Nigeria is teeming with zestful and ambitious men and women, young boys and girls. We are blessed with abundant natural and material resources. We are advantageously situated in the Sub-sahara Africa, with an overwhelming population that should be our strength.
We live in a country where freedom of expression is guaranteed, the right of participation in government is a given, and the opportunities to hold players and policy makers accountable is limitless.

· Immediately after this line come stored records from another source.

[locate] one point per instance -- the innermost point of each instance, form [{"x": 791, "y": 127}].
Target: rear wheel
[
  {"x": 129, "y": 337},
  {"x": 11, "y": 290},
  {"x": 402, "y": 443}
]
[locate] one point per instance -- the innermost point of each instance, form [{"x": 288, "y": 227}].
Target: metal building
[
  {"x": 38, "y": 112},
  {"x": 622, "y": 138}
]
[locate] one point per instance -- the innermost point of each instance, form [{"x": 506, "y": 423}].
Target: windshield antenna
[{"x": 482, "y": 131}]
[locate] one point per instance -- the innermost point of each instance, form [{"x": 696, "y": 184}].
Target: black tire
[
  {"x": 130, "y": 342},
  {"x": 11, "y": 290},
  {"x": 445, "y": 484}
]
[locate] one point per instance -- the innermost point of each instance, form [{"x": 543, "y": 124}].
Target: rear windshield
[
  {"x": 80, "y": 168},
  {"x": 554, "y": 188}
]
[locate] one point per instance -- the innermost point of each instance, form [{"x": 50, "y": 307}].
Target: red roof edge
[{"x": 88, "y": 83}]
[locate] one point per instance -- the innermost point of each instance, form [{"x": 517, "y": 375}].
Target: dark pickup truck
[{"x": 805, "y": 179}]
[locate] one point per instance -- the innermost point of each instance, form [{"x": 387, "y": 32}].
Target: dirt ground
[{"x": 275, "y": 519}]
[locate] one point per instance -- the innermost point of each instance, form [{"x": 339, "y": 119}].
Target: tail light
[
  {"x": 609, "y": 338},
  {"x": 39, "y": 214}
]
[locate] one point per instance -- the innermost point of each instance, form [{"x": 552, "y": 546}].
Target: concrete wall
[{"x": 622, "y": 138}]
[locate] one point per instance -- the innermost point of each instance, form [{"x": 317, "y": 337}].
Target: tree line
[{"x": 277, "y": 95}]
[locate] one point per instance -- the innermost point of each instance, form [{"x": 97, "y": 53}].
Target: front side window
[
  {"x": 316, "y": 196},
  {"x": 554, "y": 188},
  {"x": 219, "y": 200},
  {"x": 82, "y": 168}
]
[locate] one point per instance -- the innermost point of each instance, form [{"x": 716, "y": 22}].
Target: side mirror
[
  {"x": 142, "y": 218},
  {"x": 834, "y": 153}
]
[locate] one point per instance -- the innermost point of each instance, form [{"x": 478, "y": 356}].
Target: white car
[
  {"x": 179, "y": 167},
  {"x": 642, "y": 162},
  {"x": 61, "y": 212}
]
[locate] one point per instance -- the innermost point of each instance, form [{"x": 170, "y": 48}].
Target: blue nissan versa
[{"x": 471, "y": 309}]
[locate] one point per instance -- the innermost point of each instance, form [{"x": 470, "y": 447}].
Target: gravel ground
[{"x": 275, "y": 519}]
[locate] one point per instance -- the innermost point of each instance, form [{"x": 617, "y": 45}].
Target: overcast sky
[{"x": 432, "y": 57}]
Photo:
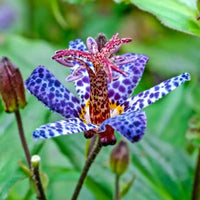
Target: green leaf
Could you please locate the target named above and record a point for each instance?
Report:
(78, 1)
(193, 133)
(176, 14)
(126, 187)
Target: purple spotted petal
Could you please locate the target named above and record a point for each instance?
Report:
(131, 125)
(83, 84)
(150, 96)
(43, 85)
(64, 127)
(122, 88)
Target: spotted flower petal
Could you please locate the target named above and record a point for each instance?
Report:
(131, 125)
(43, 85)
(155, 93)
(122, 88)
(64, 127)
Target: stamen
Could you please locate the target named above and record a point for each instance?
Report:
(74, 77)
(92, 45)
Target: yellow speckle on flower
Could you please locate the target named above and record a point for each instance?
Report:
(82, 115)
(120, 109)
(113, 105)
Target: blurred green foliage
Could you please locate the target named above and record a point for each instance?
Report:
(162, 165)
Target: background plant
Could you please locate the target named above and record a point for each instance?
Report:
(41, 27)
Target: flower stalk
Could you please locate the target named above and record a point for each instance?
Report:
(117, 176)
(196, 184)
(86, 168)
(35, 161)
(22, 138)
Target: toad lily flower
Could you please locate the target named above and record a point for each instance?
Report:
(104, 83)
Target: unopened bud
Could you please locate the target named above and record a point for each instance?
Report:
(35, 161)
(119, 158)
(11, 86)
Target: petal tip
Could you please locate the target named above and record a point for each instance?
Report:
(186, 76)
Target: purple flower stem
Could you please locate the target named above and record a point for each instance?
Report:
(36, 175)
(86, 168)
(196, 184)
(22, 137)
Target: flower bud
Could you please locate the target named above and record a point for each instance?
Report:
(119, 158)
(11, 86)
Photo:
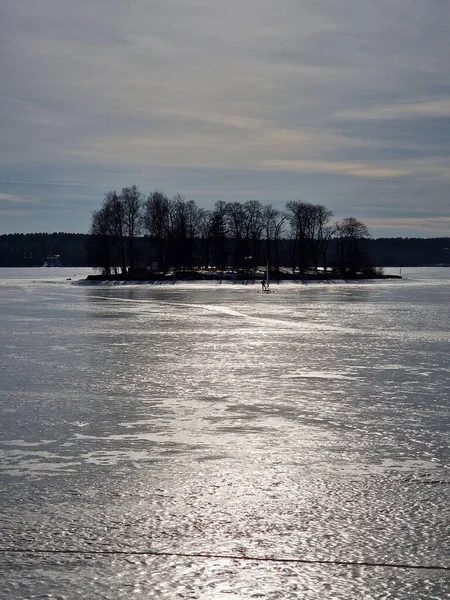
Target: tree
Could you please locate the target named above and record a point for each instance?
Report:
(352, 236)
(131, 199)
(156, 224)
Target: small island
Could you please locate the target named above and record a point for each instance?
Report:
(138, 238)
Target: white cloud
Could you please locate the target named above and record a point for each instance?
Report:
(16, 199)
(92, 89)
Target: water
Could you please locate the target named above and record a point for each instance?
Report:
(212, 419)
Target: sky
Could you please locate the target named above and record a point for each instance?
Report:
(344, 103)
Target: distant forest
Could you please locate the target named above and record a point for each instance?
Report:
(131, 232)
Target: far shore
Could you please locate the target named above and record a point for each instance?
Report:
(152, 277)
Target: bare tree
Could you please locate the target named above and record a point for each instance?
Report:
(352, 236)
(236, 219)
(156, 224)
(132, 199)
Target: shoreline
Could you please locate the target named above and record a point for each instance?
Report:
(229, 278)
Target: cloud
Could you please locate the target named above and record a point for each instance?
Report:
(340, 168)
(438, 226)
(15, 199)
(330, 100)
(436, 109)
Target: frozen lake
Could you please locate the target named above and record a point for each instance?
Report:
(143, 426)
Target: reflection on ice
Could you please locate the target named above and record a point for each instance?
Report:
(311, 423)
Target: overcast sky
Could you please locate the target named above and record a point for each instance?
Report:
(345, 103)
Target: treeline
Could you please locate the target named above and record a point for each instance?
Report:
(130, 232)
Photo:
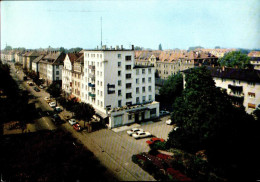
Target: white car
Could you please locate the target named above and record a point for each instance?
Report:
(133, 130)
(72, 121)
(141, 134)
(52, 104)
(169, 121)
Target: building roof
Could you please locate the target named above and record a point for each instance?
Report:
(36, 60)
(54, 57)
(233, 73)
(74, 56)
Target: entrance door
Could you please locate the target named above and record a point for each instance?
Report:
(117, 121)
(137, 117)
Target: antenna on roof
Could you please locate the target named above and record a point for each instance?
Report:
(101, 31)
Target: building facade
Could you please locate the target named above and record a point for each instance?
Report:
(119, 90)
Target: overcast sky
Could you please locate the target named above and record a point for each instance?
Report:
(174, 24)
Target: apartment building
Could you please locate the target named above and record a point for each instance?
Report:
(50, 67)
(255, 59)
(67, 72)
(169, 63)
(77, 77)
(242, 85)
(120, 91)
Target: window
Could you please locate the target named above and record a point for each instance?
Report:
(251, 95)
(128, 58)
(119, 93)
(137, 90)
(128, 67)
(137, 71)
(143, 98)
(128, 85)
(128, 95)
(128, 76)
(137, 80)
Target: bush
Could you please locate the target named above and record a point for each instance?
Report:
(135, 159)
(158, 146)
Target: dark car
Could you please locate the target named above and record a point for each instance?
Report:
(56, 119)
(77, 127)
(36, 89)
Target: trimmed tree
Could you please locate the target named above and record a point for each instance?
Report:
(235, 59)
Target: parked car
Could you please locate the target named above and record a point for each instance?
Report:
(133, 130)
(153, 140)
(72, 122)
(141, 134)
(57, 109)
(56, 119)
(36, 89)
(164, 113)
(77, 127)
(47, 99)
(52, 104)
(169, 121)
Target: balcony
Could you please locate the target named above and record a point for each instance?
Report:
(240, 95)
(91, 75)
(91, 85)
(91, 94)
(91, 67)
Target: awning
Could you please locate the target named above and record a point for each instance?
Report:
(235, 88)
(137, 110)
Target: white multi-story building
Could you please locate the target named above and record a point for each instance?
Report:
(67, 72)
(119, 90)
(242, 85)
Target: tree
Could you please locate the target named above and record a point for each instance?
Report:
(235, 59)
(171, 89)
(54, 90)
(83, 112)
(160, 47)
(207, 120)
(8, 48)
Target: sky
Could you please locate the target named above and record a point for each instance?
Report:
(175, 24)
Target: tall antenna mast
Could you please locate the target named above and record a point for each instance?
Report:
(101, 32)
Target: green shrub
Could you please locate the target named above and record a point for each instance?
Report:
(158, 146)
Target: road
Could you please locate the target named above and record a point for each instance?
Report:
(114, 150)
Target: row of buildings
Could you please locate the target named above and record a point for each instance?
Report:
(120, 83)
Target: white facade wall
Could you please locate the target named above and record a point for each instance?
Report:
(247, 89)
(106, 71)
(66, 75)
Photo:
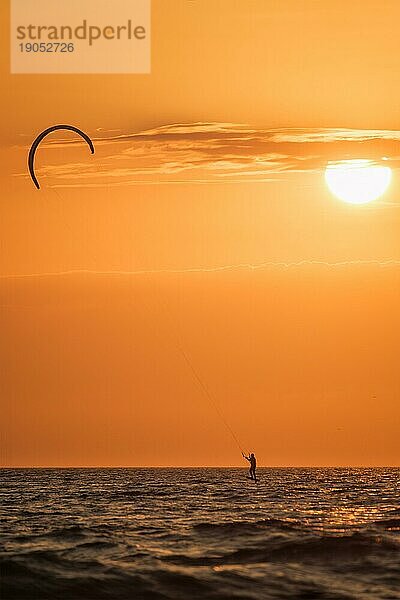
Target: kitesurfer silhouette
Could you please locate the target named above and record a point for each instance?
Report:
(253, 465)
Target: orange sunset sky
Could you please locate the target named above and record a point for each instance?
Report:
(203, 224)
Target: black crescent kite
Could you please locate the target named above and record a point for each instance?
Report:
(32, 151)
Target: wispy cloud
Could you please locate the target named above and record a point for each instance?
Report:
(390, 262)
(214, 152)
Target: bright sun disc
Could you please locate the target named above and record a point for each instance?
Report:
(357, 181)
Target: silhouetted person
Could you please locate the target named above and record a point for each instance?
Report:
(253, 465)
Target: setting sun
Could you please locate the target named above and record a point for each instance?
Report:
(357, 181)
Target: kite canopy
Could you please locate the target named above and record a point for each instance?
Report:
(32, 151)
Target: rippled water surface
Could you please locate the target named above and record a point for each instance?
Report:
(92, 534)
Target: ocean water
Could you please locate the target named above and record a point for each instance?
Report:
(93, 534)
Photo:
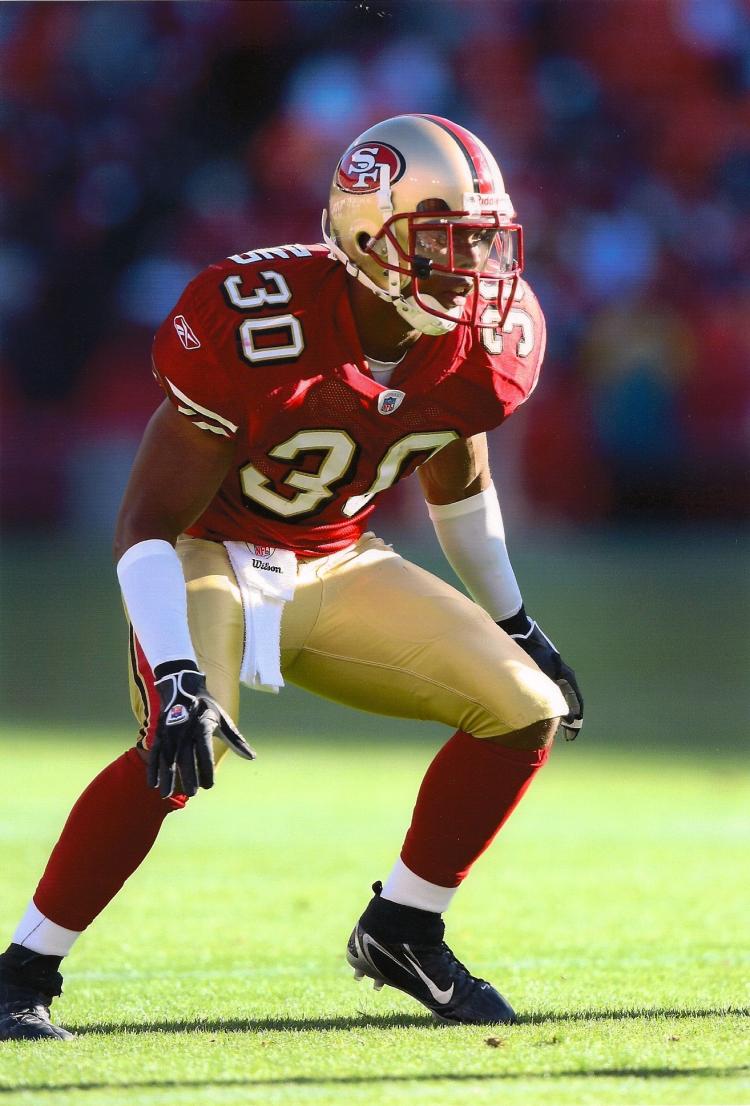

Ironically, we are being held back by our fears, our docility, and our belief that as ordinary citizens, we bear no responsibility in the gross corruption and developmental stagnation we found ourselves. This waka-pass attitude of ours has real life consequences. It has led to the inability of our nation to compete effectively with its contemporaries in the committee of nations.
Our educational and health systems are in parlous states and gradually crumbling even in the midst of plenty institutions and health centres. It is so because, policy makers and players would rather send their wards for schooling and treatment abroad, while the standard here is left to deteriorate.
Majority of Nigerians do not have access to basic amenities. The rate of unemployment and crime gets boosted on daily basis. Economic opportunities are retarded as there’s little or no means of empowerment for the masses. Our country is this way not because there are no resources moving into the treasury; it is because the ones we get is grossly mismanaged and embezzled by the same people whom the masses gave opportunities to serve. It has always been the case of indiscriminate corruption, which has inflicted untold hardship on the electorate.
The local government, the only level of government that is closest to the grass-root, exist as Automated Teller Machine for the satisfaction of the interests of local political lords and the governors.
Our country is strewn with abandoned projects because our leaders never complete what their predecessors started. There is no coherent policy. Most of our leaders are only tizzled up when there is something to line their pockets and that of their croonies.
From Osun to Benue, Bayelsa to Adamawa, Gombe to Lagos and from Enugu to Kano, the story remains unchanged. The case with MDAS and Parastatals both at states and federal levels is not different.
In fact, it has been a geometric progression. They are able to get away with this ugly trend because we do not care.
Once a Nigerian can afford a square meal, live in an improved condition, we take little or no interest in what goes on around us. We fail to hold anyone accountable because where anyone tries to do so, he is chewed and spat out.
However, what we should note is that the journey to repositioning our country for greater achievements is a collective responsibility and collectively, we are more powerful than the few who are saboteurs to a holistic national integration and development.
Our leaders are not strangers, they are our kiths and kins. Whether as a Hausa or Yoruba man, Idoma or Igbo, Christian or Muslim, we must ensure that genuine representation, accountability, transparency and good governance are our watchwords.
We must take our destiny into our own hands and move our country and Africa forward especially in whatever capacity we are privileged to serve. Nigeria deserves to be better!
Omaga E. Daniel is Chairman/Executive Director of Beyond Boundaries Legacy Leadership Initiative.